McFann looked up scowlingly from his task of estimating the amount of grub that had been sent.

"Seems to me," went on Andy, "that if I got back my money, I wouldn't give a durn about papers—not unless they was papers that established my rights as the long-lost heir of some feller with about twenty million dollars. That roll had a thousand-dollar bill wrapped around the outside."

The half-breed straightened up.

"How do you know there was a thousand-dollar bill in that roll?" he demanded, with an intensity that surprised the cowboy.

"Bill told me so himself. He had took a few snifters, and was feelin' melancholy over them papers, and I tried to cheer him up by tellin' him jest what I've told you, that as long as I had my roll back, I wouldn't care about all the hen-tracks that spoiled nice white paper. He chirked up a bit at that, and got confidential and told me about this thousand-dollar bill. They say it ain't the only one he had. The story is that he sprung one on an Injun the other day in payment for a bunch o' steers. There must be lots more profit in prunes and shawls and the other things that Bill handles than most people have been thinkin', with thousand-dollar bills comin' so easy."

The half-breed was listening intently now. He had ceased his work about the camp, and was standing, with hands clenched and head thrust forward, eyeing Andy so narrowly that the cowboy paused in his narrative.

"What's the matter, Jim?" he asked; "Bill didn't take any of them thousand-dollar things from you, did he?"

"Mebbe not, and mebbe so," enigmatically answered the half-breed. "Go on and tell me the rest."

When he had completed his story of the robbery at Talpers's store, Andy tilted his enormous sombrero over his eyes, and, leaning back in the shade, fell asleep. The half-breed worked silently about the camp, occasionally going to a near-by knoll and looking about for some sign of life in the sagebrush. He made some biscuits and coffee and fried some bacon, after which he touched Andy none too gently with his moccasined foot and told the cowboy to sit up and eat something.

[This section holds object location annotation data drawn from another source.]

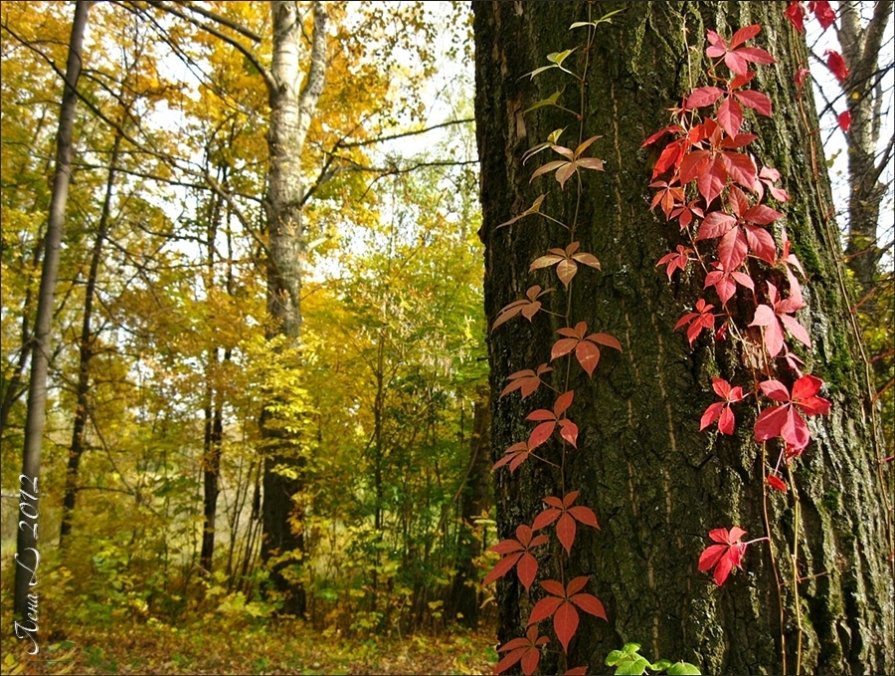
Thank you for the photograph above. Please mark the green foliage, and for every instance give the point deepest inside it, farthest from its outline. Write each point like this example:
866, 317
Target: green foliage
629, 662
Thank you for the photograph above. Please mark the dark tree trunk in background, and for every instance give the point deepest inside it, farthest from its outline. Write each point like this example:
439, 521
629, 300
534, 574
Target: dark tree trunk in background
475, 498
861, 48
26, 540
657, 483
85, 355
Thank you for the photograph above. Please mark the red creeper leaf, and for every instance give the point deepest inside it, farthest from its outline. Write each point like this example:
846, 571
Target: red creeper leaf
725, 556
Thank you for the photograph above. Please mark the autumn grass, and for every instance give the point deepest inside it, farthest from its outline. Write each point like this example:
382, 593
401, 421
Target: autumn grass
216, 645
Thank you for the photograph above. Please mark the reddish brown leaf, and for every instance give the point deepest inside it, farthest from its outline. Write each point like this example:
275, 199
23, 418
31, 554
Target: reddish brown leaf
565, 624
541, 433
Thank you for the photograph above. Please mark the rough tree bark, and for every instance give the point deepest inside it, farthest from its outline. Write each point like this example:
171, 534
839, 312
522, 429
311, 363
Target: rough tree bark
292, 106
861, 48
26, 539
657, 484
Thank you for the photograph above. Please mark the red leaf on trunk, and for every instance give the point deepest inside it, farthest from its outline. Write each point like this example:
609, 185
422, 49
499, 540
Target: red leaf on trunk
796, 15
844, 121
724, 556
823, 12
525, 650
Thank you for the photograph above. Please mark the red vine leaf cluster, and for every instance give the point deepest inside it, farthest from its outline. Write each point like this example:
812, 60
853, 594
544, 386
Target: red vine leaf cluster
709, 182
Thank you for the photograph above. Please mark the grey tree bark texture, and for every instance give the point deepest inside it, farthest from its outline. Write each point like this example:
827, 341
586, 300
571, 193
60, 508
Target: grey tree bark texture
35, 417
293, 103
657, 484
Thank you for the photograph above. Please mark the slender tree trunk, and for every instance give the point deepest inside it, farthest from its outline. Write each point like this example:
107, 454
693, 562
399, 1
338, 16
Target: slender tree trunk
475, 499
85, 354
291, 111
861, 49
656, 482
26, 542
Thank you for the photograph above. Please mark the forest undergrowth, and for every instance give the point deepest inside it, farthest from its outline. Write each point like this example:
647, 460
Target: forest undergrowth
220, 645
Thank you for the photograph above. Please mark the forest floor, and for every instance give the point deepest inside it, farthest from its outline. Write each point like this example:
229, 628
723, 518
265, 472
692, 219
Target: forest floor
273, 647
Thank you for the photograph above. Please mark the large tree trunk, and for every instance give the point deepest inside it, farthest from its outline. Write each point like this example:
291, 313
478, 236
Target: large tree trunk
27, 556
656, 482
292, 105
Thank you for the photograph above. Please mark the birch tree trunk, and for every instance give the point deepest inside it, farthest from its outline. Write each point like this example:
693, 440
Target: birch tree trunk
27, 556
656, 482
292, 106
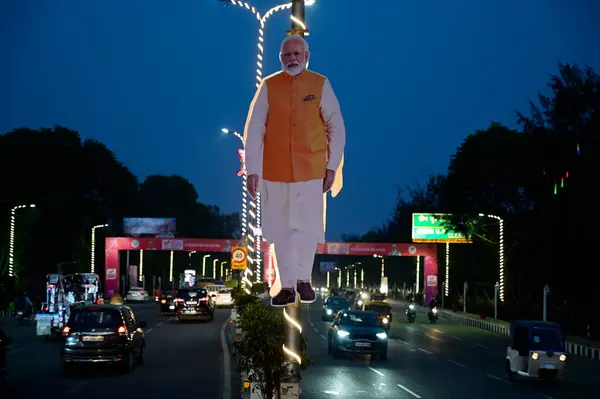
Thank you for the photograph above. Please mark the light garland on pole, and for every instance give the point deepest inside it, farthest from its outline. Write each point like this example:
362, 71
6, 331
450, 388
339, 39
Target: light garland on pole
447, 280
11, 243
93, 247
500, 252
255, 236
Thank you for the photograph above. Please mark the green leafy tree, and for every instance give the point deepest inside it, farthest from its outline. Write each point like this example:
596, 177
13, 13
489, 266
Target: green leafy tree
259, 352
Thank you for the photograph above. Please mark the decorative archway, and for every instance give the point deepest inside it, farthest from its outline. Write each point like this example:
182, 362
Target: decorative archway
114, 245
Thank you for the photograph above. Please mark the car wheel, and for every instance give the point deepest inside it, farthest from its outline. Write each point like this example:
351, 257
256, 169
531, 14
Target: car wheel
127, 364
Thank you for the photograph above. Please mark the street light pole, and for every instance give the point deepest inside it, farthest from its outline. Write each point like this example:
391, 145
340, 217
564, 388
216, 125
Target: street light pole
204, 265
11, 244
93, 249
500, 252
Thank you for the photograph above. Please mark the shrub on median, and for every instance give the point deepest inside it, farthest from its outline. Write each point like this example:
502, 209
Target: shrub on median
259, 352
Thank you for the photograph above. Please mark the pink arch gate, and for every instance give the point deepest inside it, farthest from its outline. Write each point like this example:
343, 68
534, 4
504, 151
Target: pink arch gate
114, 245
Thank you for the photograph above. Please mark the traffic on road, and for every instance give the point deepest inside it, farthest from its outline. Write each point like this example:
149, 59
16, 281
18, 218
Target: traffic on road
427, 360
177, 356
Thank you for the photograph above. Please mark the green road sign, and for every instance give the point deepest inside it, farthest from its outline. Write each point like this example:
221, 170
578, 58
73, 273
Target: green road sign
429, 227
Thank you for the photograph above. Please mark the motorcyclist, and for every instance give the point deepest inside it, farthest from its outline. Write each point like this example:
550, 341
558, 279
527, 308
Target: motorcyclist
433, 304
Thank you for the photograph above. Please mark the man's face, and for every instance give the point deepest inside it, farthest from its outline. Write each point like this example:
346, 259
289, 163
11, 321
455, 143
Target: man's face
294, 57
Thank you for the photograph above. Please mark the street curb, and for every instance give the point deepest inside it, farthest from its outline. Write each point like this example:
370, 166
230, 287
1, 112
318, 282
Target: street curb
572, 348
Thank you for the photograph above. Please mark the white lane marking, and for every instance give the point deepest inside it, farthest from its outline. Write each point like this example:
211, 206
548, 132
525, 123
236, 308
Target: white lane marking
76, 388
497, 378
16, 350
226, 364
408, 391
376, 371
457, 363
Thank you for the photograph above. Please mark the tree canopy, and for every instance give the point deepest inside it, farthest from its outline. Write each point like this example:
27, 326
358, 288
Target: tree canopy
541, 179
77, 183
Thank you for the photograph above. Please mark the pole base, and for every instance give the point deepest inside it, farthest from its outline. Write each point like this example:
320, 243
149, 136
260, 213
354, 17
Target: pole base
290, 390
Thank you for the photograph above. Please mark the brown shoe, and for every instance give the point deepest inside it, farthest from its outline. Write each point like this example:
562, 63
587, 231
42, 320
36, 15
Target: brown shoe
285, 297
306, 292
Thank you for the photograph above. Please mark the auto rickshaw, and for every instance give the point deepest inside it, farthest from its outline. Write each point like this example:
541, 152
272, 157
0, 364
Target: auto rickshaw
383, 311
536, 350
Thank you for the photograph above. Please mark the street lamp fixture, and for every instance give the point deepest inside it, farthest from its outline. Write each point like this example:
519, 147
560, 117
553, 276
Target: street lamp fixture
93, 249
500, 252
11, 244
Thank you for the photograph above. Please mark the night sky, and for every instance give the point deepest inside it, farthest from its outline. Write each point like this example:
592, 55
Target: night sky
156, 80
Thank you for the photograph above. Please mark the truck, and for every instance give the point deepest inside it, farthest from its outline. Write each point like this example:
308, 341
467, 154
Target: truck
62, 293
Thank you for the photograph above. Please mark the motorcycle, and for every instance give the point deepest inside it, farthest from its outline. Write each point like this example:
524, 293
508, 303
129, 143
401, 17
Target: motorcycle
411, 313
433, 315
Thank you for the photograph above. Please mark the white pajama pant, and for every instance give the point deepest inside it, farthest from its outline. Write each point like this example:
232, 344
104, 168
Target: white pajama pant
292, 215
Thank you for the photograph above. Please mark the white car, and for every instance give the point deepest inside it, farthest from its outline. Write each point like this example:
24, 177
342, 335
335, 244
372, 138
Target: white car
137, 294
223, 297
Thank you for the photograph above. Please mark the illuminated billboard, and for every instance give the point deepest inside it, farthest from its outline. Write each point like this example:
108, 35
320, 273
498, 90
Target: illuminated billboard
149, 227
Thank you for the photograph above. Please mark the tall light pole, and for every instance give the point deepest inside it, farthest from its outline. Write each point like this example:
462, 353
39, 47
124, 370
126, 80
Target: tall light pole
11, 244
500, 252
204, 265
93, 249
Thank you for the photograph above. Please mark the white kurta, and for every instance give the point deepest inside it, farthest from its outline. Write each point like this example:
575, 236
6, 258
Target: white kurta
294, 214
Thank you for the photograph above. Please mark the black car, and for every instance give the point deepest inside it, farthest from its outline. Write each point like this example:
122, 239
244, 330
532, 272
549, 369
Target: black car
333, 305
354, 331
194, 303
103, 334
167, 302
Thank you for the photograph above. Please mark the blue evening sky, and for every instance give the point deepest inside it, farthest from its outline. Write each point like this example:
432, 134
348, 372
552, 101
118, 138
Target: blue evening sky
156, 80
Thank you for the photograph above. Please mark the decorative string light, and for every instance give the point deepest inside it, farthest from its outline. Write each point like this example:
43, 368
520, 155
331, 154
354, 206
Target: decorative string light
11, 242
500, 252
447, 280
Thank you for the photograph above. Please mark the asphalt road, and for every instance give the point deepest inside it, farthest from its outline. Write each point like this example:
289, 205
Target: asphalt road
445, 360
180, 359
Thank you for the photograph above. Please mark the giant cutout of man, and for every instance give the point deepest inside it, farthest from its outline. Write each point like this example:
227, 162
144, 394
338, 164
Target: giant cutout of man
294, 139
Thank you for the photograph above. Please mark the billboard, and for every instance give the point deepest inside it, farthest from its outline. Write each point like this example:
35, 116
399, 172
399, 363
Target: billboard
153, 227
430, 227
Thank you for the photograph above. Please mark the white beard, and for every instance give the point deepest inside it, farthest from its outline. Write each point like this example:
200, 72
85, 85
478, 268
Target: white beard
296, 70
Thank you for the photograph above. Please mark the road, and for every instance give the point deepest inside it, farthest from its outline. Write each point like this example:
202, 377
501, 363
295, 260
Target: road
446, 360
180, 359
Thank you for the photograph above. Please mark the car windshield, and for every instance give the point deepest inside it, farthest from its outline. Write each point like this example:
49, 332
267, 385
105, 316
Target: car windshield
338, 302
82, 319
362, 320
378, 309
546, 338
190, 295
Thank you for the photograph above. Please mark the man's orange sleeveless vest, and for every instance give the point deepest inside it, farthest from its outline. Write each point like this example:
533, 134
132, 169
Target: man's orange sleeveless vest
295, 145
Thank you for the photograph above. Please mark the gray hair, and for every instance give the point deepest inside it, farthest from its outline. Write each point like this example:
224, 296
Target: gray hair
294, 38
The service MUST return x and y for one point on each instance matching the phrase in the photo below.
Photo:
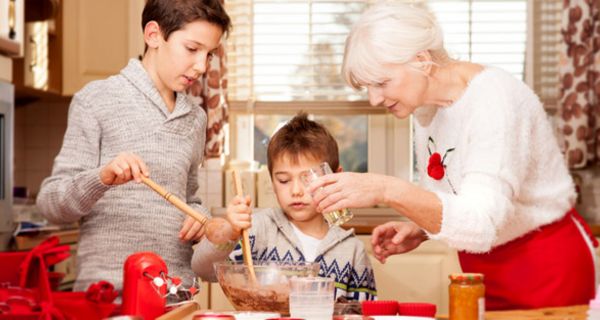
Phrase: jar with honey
(467, 296)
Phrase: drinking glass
(334, 218)
(311, 298)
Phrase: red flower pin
(435, 168)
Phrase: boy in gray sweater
(138, 122)
(295, 231)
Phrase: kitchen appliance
(145, 287)
(7, 98)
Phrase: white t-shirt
(309, 244)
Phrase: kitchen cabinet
(98, 38)
(77, 42)
(417, 276)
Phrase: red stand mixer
(145, 285)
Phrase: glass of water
(334, 218)
(311, 297)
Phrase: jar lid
(466, 276)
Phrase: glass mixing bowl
(272, 288)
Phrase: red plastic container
(417, 309)
(26, 291)
(380, 308)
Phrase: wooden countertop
(562, 313)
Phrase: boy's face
(183, 58)
(290, 190)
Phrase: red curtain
(579, 106)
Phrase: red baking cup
(380, 308)
(420, 309)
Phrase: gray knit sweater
(125, 113)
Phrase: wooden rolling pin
(174, 200)
(218, 230)
(237, 186)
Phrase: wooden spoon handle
(184, 207)
(237, 186)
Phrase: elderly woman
(493, 181)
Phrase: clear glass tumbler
(334, 218)
(311, 297)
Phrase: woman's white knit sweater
(126, 113)
(505, 175)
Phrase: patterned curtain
(210, 93)
(579, 106)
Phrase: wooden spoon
(218, 230)
(237, 186)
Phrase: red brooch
(436, 168)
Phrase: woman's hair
(301, 137)
(390, 33)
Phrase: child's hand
(239, 214)
(125, 167)
(191, 230)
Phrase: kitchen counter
(562, 313)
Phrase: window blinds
(292, 50)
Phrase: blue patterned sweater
(341, 254)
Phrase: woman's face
(401, 92)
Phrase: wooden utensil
(218, 230)
(237, 187)
(174, 200)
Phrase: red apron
(548, 267)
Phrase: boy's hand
(239, 214)
(125, 167)
(191, 230)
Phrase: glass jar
(467, 296)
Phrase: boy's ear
(152, 34)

After one or two ineffectual efforts to start conversation, the visitor gave up in disgust. The meal was eaten in silence. Even the obtuse Andy sensed that something was wrong, and made no effort to rouse the half-breed, who ate grimly and immediately busied himself with the dish-washing as soon as the meal was over. Andy soon took his departure, the half-breed directing him to a route that would lessen the chances of his discovery by the Indian police.